Losing The Academic Writing

If you’re a regular reader or you looked at my blog’s tagline, you know I’m an archaeologist. As I mentioned in an earlier post, archaeological reports can put you to sleep in no time. They’re verbose, jargon-filled, passively constructed. . . . Seriously, the following paragraph is a real example from a report I co-wrote a few years ago.

White salt-glazed stoneware is the most common ceramic type, with 215 sherds representing 25 percent of the ceramic assemblage. White salt-glazed stoneware was recovered from Features 10, 11, 13, 17, 18, 19, 46, and 47 in Locus 1 and Features 37, 38, 39, 40, 43, and 44 in Locus 2. A few sherds also were recovered from the surface and several machine trenches. Most of the sherds (n=204) are plain, and the identified vessel forms include cups (seven rims, one handle, two bases, one body), bowls (four rims, one small base, one larger base), and a jug or pitcher (one handle) (Figure 116, a-c).
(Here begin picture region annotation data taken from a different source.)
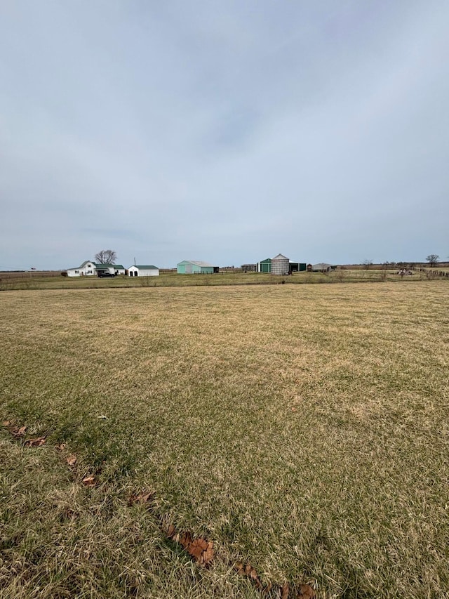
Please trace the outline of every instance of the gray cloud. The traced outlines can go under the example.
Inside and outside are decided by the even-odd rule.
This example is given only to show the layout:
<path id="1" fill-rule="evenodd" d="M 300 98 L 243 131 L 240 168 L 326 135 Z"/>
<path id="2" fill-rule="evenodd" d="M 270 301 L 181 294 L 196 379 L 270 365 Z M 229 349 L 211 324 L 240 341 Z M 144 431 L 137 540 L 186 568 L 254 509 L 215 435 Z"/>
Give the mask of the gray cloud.
<path id="1" fill-rule="evenodd" d="M 448 15 L 4 3 L 0 269 L 447 256 Z"/>

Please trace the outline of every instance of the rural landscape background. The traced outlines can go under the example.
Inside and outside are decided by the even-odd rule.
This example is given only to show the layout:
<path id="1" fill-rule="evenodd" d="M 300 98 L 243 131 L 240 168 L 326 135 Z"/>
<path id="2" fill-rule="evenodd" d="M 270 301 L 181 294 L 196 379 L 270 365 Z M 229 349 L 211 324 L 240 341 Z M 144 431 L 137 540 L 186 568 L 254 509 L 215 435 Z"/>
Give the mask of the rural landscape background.
<path id="1" fill-rule="evenodd" d="M 449 599 L 448 22 L 0 1 L 0 599 Z"/>
<path id="2" fill-rule="evenodd" d="M 449 596 L 446 279 L 120 278 L 0 294 L 1 596 Z"/>

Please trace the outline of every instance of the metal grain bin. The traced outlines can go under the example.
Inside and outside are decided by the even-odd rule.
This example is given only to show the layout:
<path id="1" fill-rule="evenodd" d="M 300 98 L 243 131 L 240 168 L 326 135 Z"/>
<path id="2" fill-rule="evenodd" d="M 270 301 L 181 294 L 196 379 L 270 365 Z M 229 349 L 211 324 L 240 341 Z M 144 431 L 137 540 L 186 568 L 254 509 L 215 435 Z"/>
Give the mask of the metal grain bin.
<path id="1" fill-rule="evenodd" d="M 290 260 L 281 254 L 272 258 L 272 275 L 288 275 Z"/>

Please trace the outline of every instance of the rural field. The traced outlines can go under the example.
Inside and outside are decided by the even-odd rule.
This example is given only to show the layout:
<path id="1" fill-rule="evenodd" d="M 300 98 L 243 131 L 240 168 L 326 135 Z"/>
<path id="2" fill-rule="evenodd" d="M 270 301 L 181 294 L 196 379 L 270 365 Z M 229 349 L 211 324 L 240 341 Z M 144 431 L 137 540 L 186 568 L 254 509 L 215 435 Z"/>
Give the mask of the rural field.
<path id="1" fill-rule="evenodd" d="M 0 596 L 449 598 L 448 306 L 0 293 Z"/>

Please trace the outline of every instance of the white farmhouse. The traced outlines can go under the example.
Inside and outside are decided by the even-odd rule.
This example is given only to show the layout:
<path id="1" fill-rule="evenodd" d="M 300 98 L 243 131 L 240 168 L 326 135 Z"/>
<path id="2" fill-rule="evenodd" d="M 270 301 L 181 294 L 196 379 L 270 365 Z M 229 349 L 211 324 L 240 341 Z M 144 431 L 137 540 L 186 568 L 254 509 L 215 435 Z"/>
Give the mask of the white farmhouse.
<path id="1" fill-rule="evenodd" d="M 81 266 L 67 268 L 67 277 L 99 277 L 105 273 L 109 275 L 124 275 L 125 267 L 121 264 L 95 264 L 91 260 L 86 260 Z"/>
<path id="2" fill-rule="evenodd" d="M 95 262 L 86 260 L 81 266 L 67 268 L 67 277 L 93 277 L 97 274 L 97 265 Z"/>
<path id="3" fill-rule="evenodd" d="M 135 264 L 128 269 L 128 277 L 158 277 L 159 269 L 157 266 L 151 265 L 142 265 Z"/>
Two sherds have an embossed rope design (Figure 116, d); one of these is part of a scalloped plate rim. The remaining nine sherds have “scratch blue” decoration (Figure 116, e-g). One of these sherds is a bowl or saucer rim with a blue swag design, and one is a cup or mug with a blue floral design. Noël Hume (1991:117) notes that “scratch blue” decoration dates mainly to the third quarter of the eighteenth century, and the embossed rope motif on rims tends to be a later design that was produced until the 1770s.

Are you still with me? Now imagine reading 50 scintillating pages like that—or more. This particular report was 288 pages, plus the supporting appendices. It does double duty as a serious  paperweight and sleeping aid.

When I started writing fiction, I had to put this behind me. Even I would never finish a novel written like that paragraph above.

It helped that the lessons I’d learned in English courses were still buried in my mind. But I had to excavate them and dust them off. And like muscles that haven’t been used in a while, it was hard to get them back in shape. How bad was it? Well. . . .

When I started Summer at the Crossroads, a lot of paragraphs were nine lines long. And sometimes there were several in a row—in Times New Roman 12 point with standard one-inch margins. That’s not a problem in most academic disciplines. But it will never fly in fiction. An agent could’ve glanced at the first page from across the room and told me the novel wouldn’t have worked at that stage.

On top of that, a lot of my words were looonnnggg. I’m talking 3 or 4 syllables long. Hey, I’m not trying to be Hemingway, so some of those are just fine. But there were way too many of them—especially when some of the characters were talking. If you ever hang out with university faculty, you know that’s typical. But I’m writing novels, not the latest and greatest tome on archaeological theory.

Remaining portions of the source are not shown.